Literatur | Nummer 491 - Mai 2015

Tropische Blumen in einem Gewächshaus

Neu übersetzte Lyrik aus Lateinamerika

Die Lateinamerika Nachrichten freuen sich, ihren Leser*innen aktuelle Lyrik aus Lateinamerika vorstellen zu dürfen. Wir setzen unsere Reihe von Erstveröffentlichungen zeitgenössischer lateinamerikanischer Dichter*innen in deutscher Sprache fort mit einem Werk von Ángel Ortuño aus Mexiko.

Ángel Ortuño, Sarah Otter

Flores tropicales en un invernadero

Así pasa a veces en la vida,
caballeros.
Una máquina me destrozó la mano
y perdí
mi trabajo de cajero en una sex-shop.

Lo digo con vergüenza
pero ahí he visto cosas
que no quisiera hacerles.

Sé también que los jóvenes
abarrotan nuestras prisiones y que al lado
de la mugre y hedor de esas celdas
este camión recuerda
el dulce paladar de una princesa rusa
o los párpados de usted
antes de cincuenta años de cosméticos.
Pero no me desvío del asunto.
Yo no quiero pedirles
ni dinero ni ayuda.

Sólo que no desvíen la vista cuando termine de quitarme la venda.

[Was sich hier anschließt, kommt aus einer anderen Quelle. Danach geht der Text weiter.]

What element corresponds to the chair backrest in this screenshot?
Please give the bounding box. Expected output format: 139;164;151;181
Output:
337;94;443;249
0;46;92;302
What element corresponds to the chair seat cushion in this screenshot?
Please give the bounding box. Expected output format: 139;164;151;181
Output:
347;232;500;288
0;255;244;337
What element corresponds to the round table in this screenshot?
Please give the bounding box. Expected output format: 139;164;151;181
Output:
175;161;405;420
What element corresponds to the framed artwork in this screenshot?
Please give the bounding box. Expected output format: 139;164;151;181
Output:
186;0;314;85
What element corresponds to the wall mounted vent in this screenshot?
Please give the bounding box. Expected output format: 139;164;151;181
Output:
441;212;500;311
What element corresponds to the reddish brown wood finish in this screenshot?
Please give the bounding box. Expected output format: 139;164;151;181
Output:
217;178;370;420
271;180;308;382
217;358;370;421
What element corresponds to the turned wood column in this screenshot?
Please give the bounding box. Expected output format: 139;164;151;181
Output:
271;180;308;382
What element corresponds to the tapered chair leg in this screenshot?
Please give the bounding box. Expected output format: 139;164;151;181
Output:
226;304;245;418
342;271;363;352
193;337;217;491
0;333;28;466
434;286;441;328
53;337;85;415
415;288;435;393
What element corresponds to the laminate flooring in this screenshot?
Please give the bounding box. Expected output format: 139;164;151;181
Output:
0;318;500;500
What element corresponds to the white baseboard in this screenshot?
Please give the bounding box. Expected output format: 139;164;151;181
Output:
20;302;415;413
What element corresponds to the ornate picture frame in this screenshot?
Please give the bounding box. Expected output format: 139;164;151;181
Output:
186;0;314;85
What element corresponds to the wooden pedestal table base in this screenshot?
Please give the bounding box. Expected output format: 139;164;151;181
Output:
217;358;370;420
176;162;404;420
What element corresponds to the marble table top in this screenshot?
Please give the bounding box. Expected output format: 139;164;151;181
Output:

Aus: 1331 (Conaculta, Práctica Mortal, Mexiko-Stadt, 2013)

 

Tropische Blumen in einem Gewächshaus

So ist das manchmal im Leben,
meine Herren.
Eine Maschine hat mir die Hand zerquetscht
und ich verlor
meinen Job als Kassierer in einem Sexshop.

Es ist mir unangenehm, das zu sagen
aber dort bekam ich Dinge zu sehen
die ich Ihnen nicht zumuten will.

Ich weiß auch, dass unsere Gefängnisse
mit jungen Leuten überfüllt sind und dass dieser Bus
neben dem Schmutz und Gestank jener Zellen
an den süßen Gaumen einer russischen Prinzessin erinnert
oder an Ihre Augenlider
vor fünfzig Jahren Kosmetik.

Aber ich lenke nicht vom Thema ab.
Ich möchte von Ihnen
weder Geld noch Hilfe.

Nur, dass Sie nicht wegsehen, wenn ich mir den Verband abnehme.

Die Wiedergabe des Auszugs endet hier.